Bernard Coakley has a joint appointment with the Geophysical Institute. His research interests include quantitative modeling of sedimentary basins, marine geology and geophysics and the collection, reduction and analysis of underway data from vessels small and large. His research projects have ranged from continental stratigraphy to traditional "blue-water" marine geology and geophysics to, recently, "brown water" studies of contemporary sedimentary environments.
He has been involved with the geophysics program of SCICEX, a series of unclassified cruises to the Arctic on US Navy submarines, since the inception of the program in 1993. He is currently working with data collected during these six cruises for a variety of science applications.

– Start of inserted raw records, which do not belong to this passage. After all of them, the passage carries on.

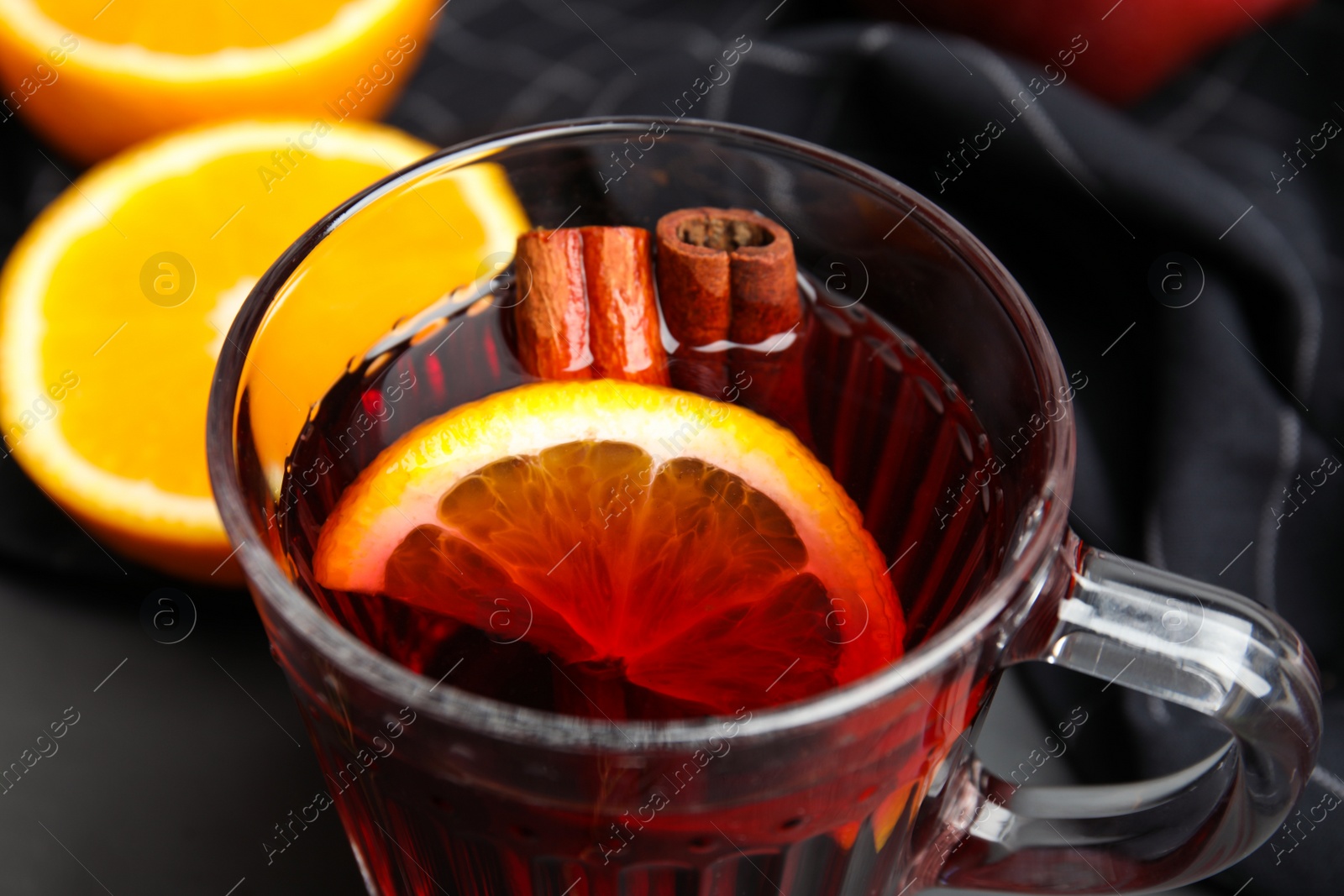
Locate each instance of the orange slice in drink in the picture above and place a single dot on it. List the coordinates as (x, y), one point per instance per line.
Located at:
(97, 76)
(692, 546)
(116, 304)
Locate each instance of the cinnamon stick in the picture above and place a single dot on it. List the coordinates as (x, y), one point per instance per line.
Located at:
(551, 316)
(622, 312)
(588, 305)
(726, 275)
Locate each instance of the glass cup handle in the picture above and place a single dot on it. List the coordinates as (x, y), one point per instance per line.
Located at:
(1169, 637)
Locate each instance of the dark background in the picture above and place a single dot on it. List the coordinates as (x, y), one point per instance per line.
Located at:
(1194, 421)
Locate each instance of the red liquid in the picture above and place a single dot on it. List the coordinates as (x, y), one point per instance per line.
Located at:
(871, 406)
(898, 438)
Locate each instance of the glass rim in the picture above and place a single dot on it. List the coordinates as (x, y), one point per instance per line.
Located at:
(519, 725)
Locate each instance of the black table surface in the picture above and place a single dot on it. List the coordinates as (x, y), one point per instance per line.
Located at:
(185, 755)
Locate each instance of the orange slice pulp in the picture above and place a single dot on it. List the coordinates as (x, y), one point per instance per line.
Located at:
(692, 546)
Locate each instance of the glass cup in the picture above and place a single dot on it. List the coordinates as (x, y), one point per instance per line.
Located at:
(873, 788)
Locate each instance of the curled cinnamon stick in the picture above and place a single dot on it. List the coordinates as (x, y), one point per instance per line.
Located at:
(726, 275)
(551, 316)
(588, 307)
(622, 312)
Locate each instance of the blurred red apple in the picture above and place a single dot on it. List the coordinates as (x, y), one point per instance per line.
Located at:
(1132, 45)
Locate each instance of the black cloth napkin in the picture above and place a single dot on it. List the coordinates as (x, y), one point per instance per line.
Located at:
(1186, 255)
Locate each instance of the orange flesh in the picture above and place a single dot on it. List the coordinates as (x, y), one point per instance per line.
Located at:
(190, 29)
(682, 577)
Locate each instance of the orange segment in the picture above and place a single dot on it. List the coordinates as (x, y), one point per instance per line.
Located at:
(96, 76)
(692, 544)
(114, 307)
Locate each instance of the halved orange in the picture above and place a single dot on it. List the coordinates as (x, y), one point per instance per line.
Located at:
(692, 546)
(98, 76)
(116, 304)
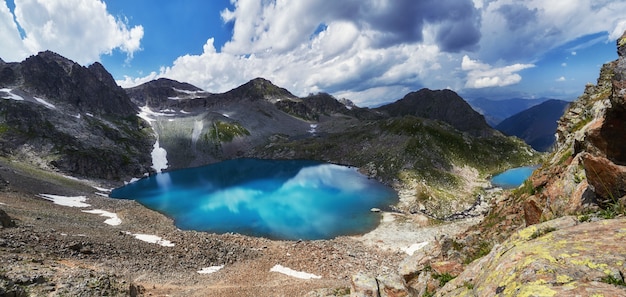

He is involved with international collaborative projects for Arctic science and exploration, particularly the development of new bathymetry (see; http://www.ngdc.noaa.gov/mgg/bathymetry/arctic/ ) , as well as first ever scientific drilling cruise to the central Arctic.
Understanding gross controls on sedimentary processes has been an important theme in his research activity. For this purpose, he has utilized historic hydrographic data sets from the Army Corps of Engineers and collected repeat swath surveys in the Mississippi River to examine channel evolution at decadal and annual time scales. Since arriving at UAF, he has renewed his interest in foreland basins, particularly the Colville Trough in Northern Alaska.
Last year, Dr Coakley co-lead a cruise on the US Coast Guard icebreaker Healy, collecting a transect of Seismic Reflection, chirp sub-bottom profiler, gravity and sonobuoy data and cores from northern Alaska across the Arctic Ocean.
Projects in development include advocating the use of submarines in tandem with an icebreaker to map the Arctic extent of the US EEZ and an engineering study to prepare for cabled seafloor observatories on the Beaufort Shelf, north of Barrow.
Dr Coakley regularly teaches Basin Analysis (GEOS 438/638) and Applied Geophysics (Geos 416) in alternate years.
Two graduate students are currently working with Dr Coakley. Christina Williams (MS candidate) is studying the Alpha Mendeleev Ridge in the central Arctic Ocean and Dayton Dove (MS candidate) is working on the MCS data collected last Summer on the Mendeleev Ridge.